The basic techniques applied for construction of the vectors (not described in detail) are from the Molecular Cloning Handbook [8]. DNA fragments were analyzed by fast agarose gel electrophoresis [10, 11]. DNA restriction or modification enzymes were from Fermentas (Vilnius, Lithuania) or New England Biolabs (Ipswich, MA, USA). For colony-PCR the Go-Taq Mastermix from Promega (Madison, WI, USA) was used. Cells were spread on agar plates by shaking on the TECAN workstation. Two colonies per target were picked and inoculated into 3 mL of 2xTY media with antibiotics. The cells were grown overnight at 37°C and spun down at 1900 rpm for 10 min. The plasmids were prepared on our TECAN workstation using the NucleoSpin Robot 96 Plasmid Kit. The plasmid was eluted with 200 μL of elution buffer and the yield was quantified by UV absorption.
Protein expression
All methods were carried out based on standard protocols [8] and are briefly described: The expression plasmids were transformed into E. coli expression strains (BL21(DE3) for EB1, Clip170-CapGly, TTL, CLIP170-full, PKNG and Acella for AAV2-VP3, respectively) and selected on LB-agar plates with antibiotics. Pre-cultures were grown over night at 30°C in deep 24-well blocks inoculating 4 mL LB. Expression cultures were started the next day by adding 200 μL pre-culture to 4 mL LB media. The cultures were grown at 37°C until the OD600 reached 0.4 and then moved to a 20°C incubator. The expression was induced 30 min later with 1 mM IPTG for Clip170-CapGly, EB1, CLIP170, VP3 and TTL or 0.1 mM IPTG for PKNG. The cells were harvested after overnight growth at 20°C.

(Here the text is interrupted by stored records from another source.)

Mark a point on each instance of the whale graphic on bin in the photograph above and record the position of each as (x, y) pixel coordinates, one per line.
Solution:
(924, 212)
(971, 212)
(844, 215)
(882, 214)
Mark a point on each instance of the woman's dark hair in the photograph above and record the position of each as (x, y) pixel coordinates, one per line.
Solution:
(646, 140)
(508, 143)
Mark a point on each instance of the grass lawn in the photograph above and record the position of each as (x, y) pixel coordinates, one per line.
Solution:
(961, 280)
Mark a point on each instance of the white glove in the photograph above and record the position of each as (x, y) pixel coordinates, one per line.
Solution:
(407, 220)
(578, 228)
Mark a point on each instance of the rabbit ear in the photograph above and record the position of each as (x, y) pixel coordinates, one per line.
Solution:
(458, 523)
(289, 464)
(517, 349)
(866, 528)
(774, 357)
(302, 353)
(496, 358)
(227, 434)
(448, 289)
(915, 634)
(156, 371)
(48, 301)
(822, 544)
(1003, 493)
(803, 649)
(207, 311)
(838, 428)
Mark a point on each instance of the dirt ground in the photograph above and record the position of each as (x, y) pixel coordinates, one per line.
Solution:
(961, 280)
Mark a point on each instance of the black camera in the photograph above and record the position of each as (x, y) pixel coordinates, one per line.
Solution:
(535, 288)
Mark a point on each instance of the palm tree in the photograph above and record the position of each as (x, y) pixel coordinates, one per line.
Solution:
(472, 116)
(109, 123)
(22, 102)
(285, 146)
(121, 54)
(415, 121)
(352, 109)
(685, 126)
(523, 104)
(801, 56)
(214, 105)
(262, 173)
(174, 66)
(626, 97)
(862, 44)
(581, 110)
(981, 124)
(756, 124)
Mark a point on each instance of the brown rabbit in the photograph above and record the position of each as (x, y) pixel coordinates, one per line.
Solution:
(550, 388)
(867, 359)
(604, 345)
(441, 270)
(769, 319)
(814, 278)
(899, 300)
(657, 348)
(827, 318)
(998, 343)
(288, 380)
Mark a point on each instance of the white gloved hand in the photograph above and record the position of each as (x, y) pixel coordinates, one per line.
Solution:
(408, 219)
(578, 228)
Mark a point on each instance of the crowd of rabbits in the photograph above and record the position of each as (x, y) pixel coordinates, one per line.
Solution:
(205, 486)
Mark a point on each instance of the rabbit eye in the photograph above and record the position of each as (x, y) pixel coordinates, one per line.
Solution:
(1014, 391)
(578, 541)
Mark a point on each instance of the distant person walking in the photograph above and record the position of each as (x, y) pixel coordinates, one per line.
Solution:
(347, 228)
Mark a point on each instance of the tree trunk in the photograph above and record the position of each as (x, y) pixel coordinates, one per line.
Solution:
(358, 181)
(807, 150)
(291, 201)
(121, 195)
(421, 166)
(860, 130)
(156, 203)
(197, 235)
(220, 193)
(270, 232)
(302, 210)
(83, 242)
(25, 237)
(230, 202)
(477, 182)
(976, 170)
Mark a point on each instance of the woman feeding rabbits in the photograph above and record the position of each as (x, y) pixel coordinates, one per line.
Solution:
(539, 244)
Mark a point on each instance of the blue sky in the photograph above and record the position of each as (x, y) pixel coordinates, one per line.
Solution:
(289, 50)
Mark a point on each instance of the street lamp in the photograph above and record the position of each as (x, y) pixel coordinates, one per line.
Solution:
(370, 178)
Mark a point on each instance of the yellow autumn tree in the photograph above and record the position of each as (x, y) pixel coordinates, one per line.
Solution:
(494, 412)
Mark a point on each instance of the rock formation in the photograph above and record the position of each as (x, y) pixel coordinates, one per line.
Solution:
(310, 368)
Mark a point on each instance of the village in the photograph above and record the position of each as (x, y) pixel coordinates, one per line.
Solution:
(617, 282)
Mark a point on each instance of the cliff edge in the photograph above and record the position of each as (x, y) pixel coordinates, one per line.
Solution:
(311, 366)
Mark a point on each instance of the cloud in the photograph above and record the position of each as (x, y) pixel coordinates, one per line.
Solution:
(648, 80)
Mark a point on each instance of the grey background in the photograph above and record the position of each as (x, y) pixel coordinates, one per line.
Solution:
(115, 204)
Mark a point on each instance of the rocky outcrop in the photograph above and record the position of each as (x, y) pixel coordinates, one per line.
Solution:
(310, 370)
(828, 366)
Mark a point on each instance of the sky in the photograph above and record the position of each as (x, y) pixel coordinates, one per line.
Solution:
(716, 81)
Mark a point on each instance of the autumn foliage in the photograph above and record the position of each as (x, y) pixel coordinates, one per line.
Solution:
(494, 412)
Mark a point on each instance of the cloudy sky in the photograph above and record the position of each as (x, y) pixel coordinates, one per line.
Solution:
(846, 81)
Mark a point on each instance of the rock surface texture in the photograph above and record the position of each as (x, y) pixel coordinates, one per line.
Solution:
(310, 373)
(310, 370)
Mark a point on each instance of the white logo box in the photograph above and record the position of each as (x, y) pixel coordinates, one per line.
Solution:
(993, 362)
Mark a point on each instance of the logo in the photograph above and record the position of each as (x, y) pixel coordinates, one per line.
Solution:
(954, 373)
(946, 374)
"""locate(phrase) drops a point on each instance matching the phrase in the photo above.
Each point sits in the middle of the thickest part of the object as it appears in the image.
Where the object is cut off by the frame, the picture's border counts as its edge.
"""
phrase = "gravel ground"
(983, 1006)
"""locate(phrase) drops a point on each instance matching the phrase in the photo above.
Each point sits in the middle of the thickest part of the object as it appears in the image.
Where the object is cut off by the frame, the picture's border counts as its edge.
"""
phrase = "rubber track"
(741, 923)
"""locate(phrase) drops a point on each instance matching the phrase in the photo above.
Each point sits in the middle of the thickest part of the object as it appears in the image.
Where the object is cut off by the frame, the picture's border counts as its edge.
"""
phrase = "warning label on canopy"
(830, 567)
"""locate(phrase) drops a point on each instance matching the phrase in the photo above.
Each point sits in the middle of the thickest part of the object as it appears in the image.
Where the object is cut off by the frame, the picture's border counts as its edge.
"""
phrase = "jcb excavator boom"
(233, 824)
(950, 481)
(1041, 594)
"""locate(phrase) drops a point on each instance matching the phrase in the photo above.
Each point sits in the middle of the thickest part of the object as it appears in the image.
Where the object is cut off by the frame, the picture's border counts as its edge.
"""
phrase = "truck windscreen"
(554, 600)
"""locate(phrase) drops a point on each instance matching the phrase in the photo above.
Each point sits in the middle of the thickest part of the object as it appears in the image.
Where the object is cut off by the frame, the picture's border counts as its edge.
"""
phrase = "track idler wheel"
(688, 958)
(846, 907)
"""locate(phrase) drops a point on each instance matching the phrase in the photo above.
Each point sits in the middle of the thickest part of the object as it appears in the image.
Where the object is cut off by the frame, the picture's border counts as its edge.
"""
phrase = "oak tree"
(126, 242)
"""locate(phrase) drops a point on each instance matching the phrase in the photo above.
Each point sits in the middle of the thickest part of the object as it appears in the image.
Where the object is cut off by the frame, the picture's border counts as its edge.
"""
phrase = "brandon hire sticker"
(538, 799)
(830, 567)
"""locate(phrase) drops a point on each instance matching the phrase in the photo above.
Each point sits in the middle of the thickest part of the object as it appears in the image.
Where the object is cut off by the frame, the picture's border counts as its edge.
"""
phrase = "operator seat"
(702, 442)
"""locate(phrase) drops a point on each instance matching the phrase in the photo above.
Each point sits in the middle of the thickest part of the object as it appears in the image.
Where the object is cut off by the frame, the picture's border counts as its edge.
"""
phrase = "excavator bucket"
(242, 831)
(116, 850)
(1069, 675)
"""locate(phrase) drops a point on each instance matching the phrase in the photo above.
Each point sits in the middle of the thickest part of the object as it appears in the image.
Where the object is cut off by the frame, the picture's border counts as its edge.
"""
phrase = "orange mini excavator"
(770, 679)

The 4 mL cultures were pelleted and resuspended into 1 mL lysis buffer (50 mM HEPES pH8, 500 mM NaCl, 10% glycerol, 10 mM imidazole). The cells were lysed by sonication. The cell extracts were centrifuged for 10 min at 15,000 × g at 4°C. The soluble fractions were loaded onto 400 μL NiNTA IMAC resin (Ni SepharoseTM High Performance, GE Healthcare) in a 96 well filter plate (Novagen) pre-equilibrated with HEPES pH8, 500 mM NaCl, 10% glycerol, 10 mM imidazole. The beads were washed 3 times with 1 mL of the above buffer and the proteins eluted with 200 μL 50 mM HEPES pH8, 500 mM NaCl, 10% glycerol, 500 mM imidazole. The purified proteins were analysed by SDS-PAGE and Western blotting with anti-penta His antibodies (Qiagen).